Odile Le Guirriec, Jean-Paul Sénéchal, Catherine Gloaguen et Sylvie Le Corre, du syndicat Sud Santé du centre hospitalier de Cornouaille.

Sud Santé estime que le projet territorial de l’Union hospitalière de Cornouaille, « trop précipité », met des équipes en difficulté. Le syndicat a déposé un préavis de grève en chirurgie pour jeudi.

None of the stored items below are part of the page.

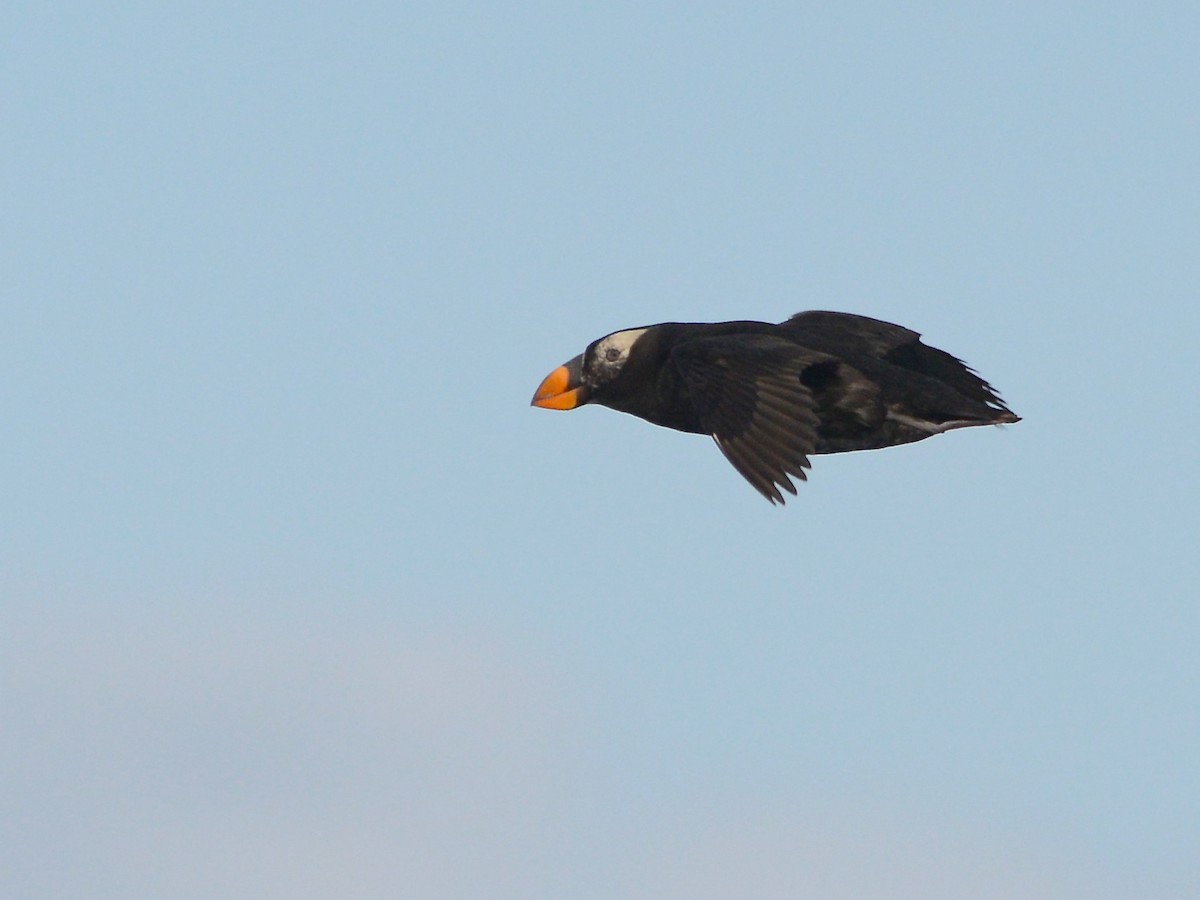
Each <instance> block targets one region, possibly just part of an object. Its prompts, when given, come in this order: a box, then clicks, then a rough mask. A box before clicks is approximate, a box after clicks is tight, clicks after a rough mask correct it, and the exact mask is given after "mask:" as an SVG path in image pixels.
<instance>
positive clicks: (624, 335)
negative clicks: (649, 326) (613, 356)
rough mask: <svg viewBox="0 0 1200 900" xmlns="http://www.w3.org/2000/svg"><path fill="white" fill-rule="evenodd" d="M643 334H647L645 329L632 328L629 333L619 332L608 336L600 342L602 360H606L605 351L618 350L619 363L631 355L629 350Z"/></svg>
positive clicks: (639, 328)
mask: <svg viewBox="0 0 1200 900" xmlns="http://www.w3.org/2000/svg"><path fill="white" fill-rule="evenodd" d="M643 334H646V329H644V328H631V329H629V330H628V331H617V332H614V334H611V335H608V336H607V337H606V338H605V340H604V341H601V342H600V358H601V359H604V354H605V350H617V352H618V353H619V354H620V358H619V359H618V360H617V361H620V360H622V359H624V358H625V356H628V355H629V349H630V348H631V347H632V346H634V342H636V341H637V338H638V337H641V336H642V335H643Z"/></svg>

« Nous ne sommes pas en train de dire qu’il ne faut rien regrouper ou ne rien changer mais le projet de l’Union hospitalière de Cornouaille se fait trop dans la précipitation, au détriment des équipes et de la qualité de la prise en charge des patients », pointe Jean-Paul Sénéchal, le secrétaire Sud Santé, 1er syndicat au centre hospitalier de Cornouaille. Illustrations.

En chirurgie.

« Depuis le 6 janvier, nous sommes passés de 24 à 35 lits, avec un nombre de 10 à 12 entrées et sorties quotidiennes, un taux d’occupation de 98 % », décrit Sylvie Le Corre, une infirmière de l’unité « Urologie, tête et cou, traumatologie ». « Nous avons perdu une aide-soignante le week-end, les heures supplémentaires grimpent à une vitesse folle. Il y a une vraie frustration des professionnels qui ont de moins en moins de temps à accorder aux patients de plus en plus âgés et souvent "douloureux" », regrette-t-elle. « Nous avons déposé un préavis de grève pour jeudi, entre 14 h 30 et 15 h 30, pour demander un aide-soignant supplémentaire le week-end », annonce Jean-Paul Sénéchal. « Nous avons eu un agent de plus, mais pour l’entretien : 4 heures pour 25 m de couloir et une quinzaine de pièces en plus », ajoute Sylvie Le Corre.

En stérilisation.

« Avec le regroupement de la chirurgie (hors ambulatoire) à Quimper, l’activité a augmenté en stérilisation, d’autant que Quimper la fait pour le territoire. Les agents spécialisés, qui préparent les boîtes pour les interventions chirurgicales, font deux à trois heures sup’ par jour », relate Odile Le Guirriec. « Le matériel a été modernisé, il y a un peu plus de personnel mais ce n’est pas suffisant au regard de la montée en charge du travail », insiste l’aide-soignante.

En laboratoire.

« Là aussi, les évolutions ont été précipitées depuis octobre. Les effectifs ont un peu augmenté c’est vrai, avec quatre personnes recrutées à Douarnenez, mais ce n’est pas à la hauteur de la hausse de l’activité », assure Jean-Paul Sénéchal, qui évoque « des heures sup, personnels rappelés, tubes transférés à Quimper... ». En cardiologie. « Depuis lundi, quatre lits de cardiologie conventionnelle ont basculé en cardiologie de semaine. C’était prématuré, mal organisé, tous les représentants du personnel ont émis un avis défavorable en comité technique d’établissement. Ça a des conséquences dans l’unité, où un poste d’aide-soignante a été supprimé le week-end. Ça a aussi des répercussions sur les urgences, plus sollicitées », certifie le délégué syndical.

En Ehpad.

« Dans les structures long séjour du Chic, il y a en moyenne deux aides-soignantes pour 35 résidants et une infirmière pour une centaine de personnes âgées l’après-midi », détaille Catherine Gloaguen. « Avec la hausse des niveaux de dépendance et des polypathologies, les personnels sont de moins en moins dans le soin et de plus en plus dans les tâches. Il y a une réelle frustration et de plus en plus d’arrêts maladie et d’auto-remplacements », complète l’aide-soignante. « Dans l’un des Ehpad où travaillent une cinquantaine d’aides-soignants et infirmiers, la direction a un total de 260 jours de travail à rendre aux agents », illustre-t-elle.

Source : Le Télégramme. 8 février 2014.